Christmas Activities to Establish as Traditions for Families, Especially those with Young Children
Kid Decorated Christmas Cookies
Activities to Spread through December AND the 12 Days of Christmas
First of all, loving families do not intentionally create stress for its members. So, do not look at the activities on this list as more things to squeeze into an already excessive list of "to do's." If some of the items appeal to you, there are two ways to fit them in and have fun with them.
First, plan for next Christmas in October or September. This may be foreign or uncomfortable to those of us whose style is procrastination, but it really works and you can do it. By stepping outside your normal mode of operation to mark up a calendar with tentative days for doing A,B, and C, you won't be rushing around like the Christmas partridge with its head cut off. Also, if you are sharing custody of your children with the other parent, this planning works very well to fit in everything that you want to share with your children in this holiday season.

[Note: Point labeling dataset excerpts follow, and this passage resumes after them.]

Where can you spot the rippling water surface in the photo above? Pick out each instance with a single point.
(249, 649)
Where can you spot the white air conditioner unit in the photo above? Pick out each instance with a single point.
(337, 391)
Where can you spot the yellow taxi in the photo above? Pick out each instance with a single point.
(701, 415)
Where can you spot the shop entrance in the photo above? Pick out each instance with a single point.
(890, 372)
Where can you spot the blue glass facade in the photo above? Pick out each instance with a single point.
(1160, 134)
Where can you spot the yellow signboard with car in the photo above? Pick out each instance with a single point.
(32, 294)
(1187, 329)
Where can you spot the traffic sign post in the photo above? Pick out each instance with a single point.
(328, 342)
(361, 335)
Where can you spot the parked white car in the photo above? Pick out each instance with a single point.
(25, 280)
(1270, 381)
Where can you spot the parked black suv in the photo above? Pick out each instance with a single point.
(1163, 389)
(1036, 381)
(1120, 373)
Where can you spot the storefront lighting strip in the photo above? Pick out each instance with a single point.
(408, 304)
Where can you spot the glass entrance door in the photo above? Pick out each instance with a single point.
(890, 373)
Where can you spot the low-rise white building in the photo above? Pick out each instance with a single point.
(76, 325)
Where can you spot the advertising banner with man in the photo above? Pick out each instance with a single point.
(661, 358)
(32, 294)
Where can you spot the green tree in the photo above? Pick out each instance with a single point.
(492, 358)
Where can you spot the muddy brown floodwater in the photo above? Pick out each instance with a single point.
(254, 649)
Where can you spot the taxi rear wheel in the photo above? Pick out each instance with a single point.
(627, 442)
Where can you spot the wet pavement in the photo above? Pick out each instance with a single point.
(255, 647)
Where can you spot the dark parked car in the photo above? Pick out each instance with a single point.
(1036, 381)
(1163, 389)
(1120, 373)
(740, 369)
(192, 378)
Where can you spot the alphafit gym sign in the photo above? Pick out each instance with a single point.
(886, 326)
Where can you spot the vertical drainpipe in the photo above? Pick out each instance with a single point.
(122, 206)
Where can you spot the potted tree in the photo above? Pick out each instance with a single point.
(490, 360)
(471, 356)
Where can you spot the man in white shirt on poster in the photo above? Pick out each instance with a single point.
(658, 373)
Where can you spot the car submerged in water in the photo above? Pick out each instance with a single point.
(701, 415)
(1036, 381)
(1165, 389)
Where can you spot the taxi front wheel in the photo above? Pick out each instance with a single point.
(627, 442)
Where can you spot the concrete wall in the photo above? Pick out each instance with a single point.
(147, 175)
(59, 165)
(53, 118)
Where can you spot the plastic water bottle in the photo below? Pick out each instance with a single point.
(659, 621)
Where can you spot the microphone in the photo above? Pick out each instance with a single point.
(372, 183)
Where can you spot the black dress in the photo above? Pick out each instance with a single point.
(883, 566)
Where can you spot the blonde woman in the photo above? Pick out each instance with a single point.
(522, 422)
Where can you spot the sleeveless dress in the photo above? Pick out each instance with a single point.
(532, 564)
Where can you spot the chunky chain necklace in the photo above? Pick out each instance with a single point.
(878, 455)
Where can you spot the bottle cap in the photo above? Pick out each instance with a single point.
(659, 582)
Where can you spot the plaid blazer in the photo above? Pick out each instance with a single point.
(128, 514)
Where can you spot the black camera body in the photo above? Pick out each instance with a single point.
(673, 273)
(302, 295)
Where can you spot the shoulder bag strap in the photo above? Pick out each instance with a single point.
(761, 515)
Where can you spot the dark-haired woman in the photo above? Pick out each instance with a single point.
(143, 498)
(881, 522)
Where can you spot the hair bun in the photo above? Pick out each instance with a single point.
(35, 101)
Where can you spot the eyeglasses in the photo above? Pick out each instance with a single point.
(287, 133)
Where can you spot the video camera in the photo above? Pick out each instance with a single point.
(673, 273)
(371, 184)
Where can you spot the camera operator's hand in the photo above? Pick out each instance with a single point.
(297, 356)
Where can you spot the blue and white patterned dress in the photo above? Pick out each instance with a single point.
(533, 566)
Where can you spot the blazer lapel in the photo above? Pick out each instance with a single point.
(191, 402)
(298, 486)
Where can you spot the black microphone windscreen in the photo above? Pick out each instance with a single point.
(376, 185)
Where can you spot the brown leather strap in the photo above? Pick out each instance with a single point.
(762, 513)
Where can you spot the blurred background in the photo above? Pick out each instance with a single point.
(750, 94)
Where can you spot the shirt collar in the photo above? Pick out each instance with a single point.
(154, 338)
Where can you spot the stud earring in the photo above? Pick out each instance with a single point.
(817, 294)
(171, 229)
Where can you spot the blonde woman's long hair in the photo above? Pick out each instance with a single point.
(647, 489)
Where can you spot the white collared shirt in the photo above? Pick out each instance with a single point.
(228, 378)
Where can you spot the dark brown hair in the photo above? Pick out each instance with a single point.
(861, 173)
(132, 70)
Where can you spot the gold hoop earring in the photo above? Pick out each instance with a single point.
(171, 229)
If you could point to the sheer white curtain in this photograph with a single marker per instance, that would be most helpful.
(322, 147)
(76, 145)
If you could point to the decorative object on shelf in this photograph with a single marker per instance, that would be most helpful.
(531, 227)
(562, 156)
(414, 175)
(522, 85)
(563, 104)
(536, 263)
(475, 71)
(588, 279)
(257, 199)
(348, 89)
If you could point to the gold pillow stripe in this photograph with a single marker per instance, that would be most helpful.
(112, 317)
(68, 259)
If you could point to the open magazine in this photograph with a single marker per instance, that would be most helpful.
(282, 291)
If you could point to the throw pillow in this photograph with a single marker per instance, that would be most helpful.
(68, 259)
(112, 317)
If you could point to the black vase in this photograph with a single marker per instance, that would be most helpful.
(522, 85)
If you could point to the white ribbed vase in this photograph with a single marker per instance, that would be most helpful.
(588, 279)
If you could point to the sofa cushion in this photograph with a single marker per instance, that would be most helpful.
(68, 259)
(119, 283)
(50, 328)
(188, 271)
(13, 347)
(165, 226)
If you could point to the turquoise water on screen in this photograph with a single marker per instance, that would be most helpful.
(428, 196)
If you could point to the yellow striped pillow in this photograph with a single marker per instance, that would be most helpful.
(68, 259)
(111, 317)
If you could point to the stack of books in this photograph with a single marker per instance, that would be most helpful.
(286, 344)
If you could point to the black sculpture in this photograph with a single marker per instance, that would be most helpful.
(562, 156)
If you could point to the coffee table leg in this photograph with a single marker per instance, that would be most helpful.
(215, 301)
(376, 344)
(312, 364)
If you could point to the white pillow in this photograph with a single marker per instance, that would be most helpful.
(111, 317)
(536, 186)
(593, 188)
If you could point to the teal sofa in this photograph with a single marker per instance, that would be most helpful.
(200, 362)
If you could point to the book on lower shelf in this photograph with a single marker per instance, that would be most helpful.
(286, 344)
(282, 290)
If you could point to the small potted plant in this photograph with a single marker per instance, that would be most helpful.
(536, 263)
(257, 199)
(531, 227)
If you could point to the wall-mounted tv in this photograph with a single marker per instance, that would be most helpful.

The second step is to think about the 12 days of Christmas. This runs from December 25th to January 6th of the new year. I feel, and perhaps you will come to agree, that some of those activities such as baking special cookies or caroling for the neighborhood can be done after Christmas Day and still be part of the Christmas season. Please give these ideas some thought in order to make Christmastime happy and full of pleasant bonding for the family.
Get "The Tree" Together
This can mean a family trip to a local farm, a trip to a lot with cut trees shipped from afar, or pulling out the artificial one and assembling it. For the first 2 options, everyone should be permitted to offer some sort of artistic judgements aboiut the "candidates." This can be an exercise in happy group decision-making. For the last option, depending on the complexity, children may be minimally involved for a brief period of time as mechanic aides.
Christmas Cookie Baking
Decorate the Tree
I strongly feel that a Christmas tree should be the tapestry of a family's history together. It should be full of child-made ornaments, ornaments which reflect special events or interests of members, and meaningful decorations and colors which reflect the family's heritage, beliefs and culture.
I have no use for a "designer tree" which is all color-matched full of fragile, expensive ornaments.
Additionally, I feel that putting these decorations on the Christms tree should be a family bonding event, not a chore for one (probably adult) member. Thus, Christmas music can play in the background as the family puts on decorations. Keep an open mind about shildren's height and reach, and aesthetic tastes for ornament placement. If you feel that you must move one or two of them, be very tactful and gentle. Also, be aware of the attention span of all members and do not turn the decorating activity into an unpleasant time.
Give to the Less Fortunate
In some communities, Christmas is a time at which charities set up a tree inside a bank or store with brief information about children or eterans,etc., who may not be in a position to expect any gifts at all for the holidays. One can choose a name from the tree and return with an age-appropriate gift. There are also Toys for Tots run by the Marine Corps and the ubiquitous Salvation Army bell ringers with their kettles for coin donations. Giving to any or aall of these organizations is a great thing to do as a family. Furthermore, it demonstrates family values of charity and compassion in action.
Make Food Treats Together
We need to eat every day, yes? Even after Christmas Day. Therefore, making cookies is still a great activity after December 25th.
Read a Christmas Story
It is nice to start a tradition of reading aloud the same story about Christmas each year to the young ones. Even though they grow up and teenagers may moan and groan, deep in their hearts, it gives them a sense of bonding and security. However, pick a rather short story --- no reading of "A Christmas Carol" by Charles Dickens aloud. In some families this may be the Bible passages about the birth of Christ, and it may occur during your family home Advent observances. For others, it may be a Santa story such as "Twas the Night Before Christmas" or "The Polar Express." Whatever it is, it should reflect some of your feelings about the specialness of Christmas and family.
Work on a Family Jigsaw Puzzle
Choose a puzzle which is appropriate for the youngest member of the family. Set it up on a table which is safe from pets and does not need to be used for other purposes for a week. Anyone walking by can work on solving a little bit more of the puzzle. If you wish to save your opus for posterity, there are glues which can be used to connect it forever.
Choose a Special Menu for a Specific Day in the 12 Days
Some cultures have certain foods which are eaten on December 24th, such as seven fishes. Your family can choose a day and a food for your own tradition. How about pizza every Decenber 27th? Or, chicken pot pie every December 30th? It is totally up to you to develop an easy-to-follow plan for every year.
Play a Board Game Together
Again, choose a game which can be played by your youngest member. Your might be successful with the same game every year or in changing as the youngest matures. Suggestions are: Apples to Apples (TM), Pictionary (TM) , or Parcheesi (TM). The purpose is to have fun together, not to determine the absolute winner of the universe. It is nice to have some non-electronic and interactive fun together.
Whatever you do as a family, may it be pleasant and wonderful!